Creates an assistant text message and wraps it as a message fragment:

import { assistantText } from '@deepagents/context';

assistantText('TypeScript is a typed superset of JavaScript.');
assistantText('Done', { id: 'resp-001' });

fragment(name, ...children)

Creates a wrapper fragment for grouping related context:

import { fragment, hint } from '@deepagents/context';

fragment(
  'sql_guidelines',
  hint('Use CTEs for complex queries'),
  hint('Always include LIMIT clause'),
  hint('Prefer explicit JOINs over implicit'),
);

Message vs Regular Fragments

Fragments are categorized into two types:

TypeCreated ByBehavior
Regularrole(), hint(), fragment() and other non-message buildersRendered into systemPrompt
Messageuser(), assistantText(), assistant(), message()Returned as messages[]

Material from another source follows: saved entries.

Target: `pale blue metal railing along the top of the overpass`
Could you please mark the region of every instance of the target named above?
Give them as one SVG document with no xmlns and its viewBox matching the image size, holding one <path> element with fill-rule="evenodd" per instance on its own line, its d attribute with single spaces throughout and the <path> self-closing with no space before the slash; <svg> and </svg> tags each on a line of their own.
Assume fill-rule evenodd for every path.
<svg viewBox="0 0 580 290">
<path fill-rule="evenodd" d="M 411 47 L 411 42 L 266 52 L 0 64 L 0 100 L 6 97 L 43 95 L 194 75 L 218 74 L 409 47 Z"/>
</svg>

During resolve(), these are automatically separated:

const context = new ContextEngine({ store }).set(
  role('You are helpful.'),
  hint('Be concise.'),
  user('Hello!'),
  assistantText('Hi there!'),
  user('How are you?'),
);

const { systemPrompt, messages } = await context.resolve({
  renderer: new XmlRenderer(),
});

The result is:

  • systemPrompt: rendered from regular fragments
  • messages: AI SDK UIMessage[] built from message fragments

Persistence

Message fragments are saved when you call context.save():

context.set(user('Hello'));
context.set(assistantText('Hi!'));
context.set(hint('Be helpful'));

await context.save();

In that example:

  • user('Hello') is saved
  • assistantText('Hi!') is saved
  • hint('Be helpful') stays in memory and contributes to the system prompt

Non-message fragments are not written into the conversation graph by context.save().

Storing Non-Message Fragments

If you want to persist non-message fragments in your own database, use the serialization helpers:

import { fromFragment, term, toFragment } from '@deepagents/context';

const stored = fromFragment(term('MRR', 'monthly recurring revenue'));
await db.fragments.create({ payload: stored });

const loaded = await db.fragments.findFirstOrThrow();
context.set(toFragment(loaded.payload));

See Fragment Serialization for the supported serialized fragment types and round-trip examples.

Nesting Fragments

Fragments can nest arbitrarily deep:

fragment(
  'domain_knowledge',
  fragment(
    'terminology',
    hint('LTV = Lifetime Value'),
    hint('MRR = Monthly Recurring Revenue'),
  ),
  fragment(
    'rules',
    hint('Never expose PII'),
    hint('Limit query results to 1000 rows'),
  ),
);

Rendered as XML:

<domain_knowledge>
  <terminology>
    <hint>LTV = Lifetime Value</hint>
    <hint>MRR = Monthly Recurring Revenue</hint>
  </terminology>
  <rules>
    <hint>Never expose PII</hint>
    <hint>Limit query results to 1000 rows</hint>
  </rules>
</domain_knowledge>

Type Guards

The package exports type guards for runtime checking:

import {
  isFragment,
  isFragmentObject,
  isMessageFragment,
} from '@deepagents/context';

isFragment(role('Be concise.')); // true
isFragment({ name: 'user', codec: { encode() {}, decode() {} } }); // true
isFragment('just a string'); // false

isMessageFragment(user('Hello')); // true
isMessageFragment(hint('Be helpful')); // false

isFragmentObject({ key: 'value' }); // true
isFragmentObject([1, 2, 3]); // false

Best Practices

  1. Use helper builders instead of constructing raw fragments manually.
  2. Group related context with fragment(...) when you want stronger structure.
  3. Use message helpers for conversation turns and regular helpers for system context.
  4. Use fromFragment(...) and toFragment(...) when you need to store non-message fragments outside the engine.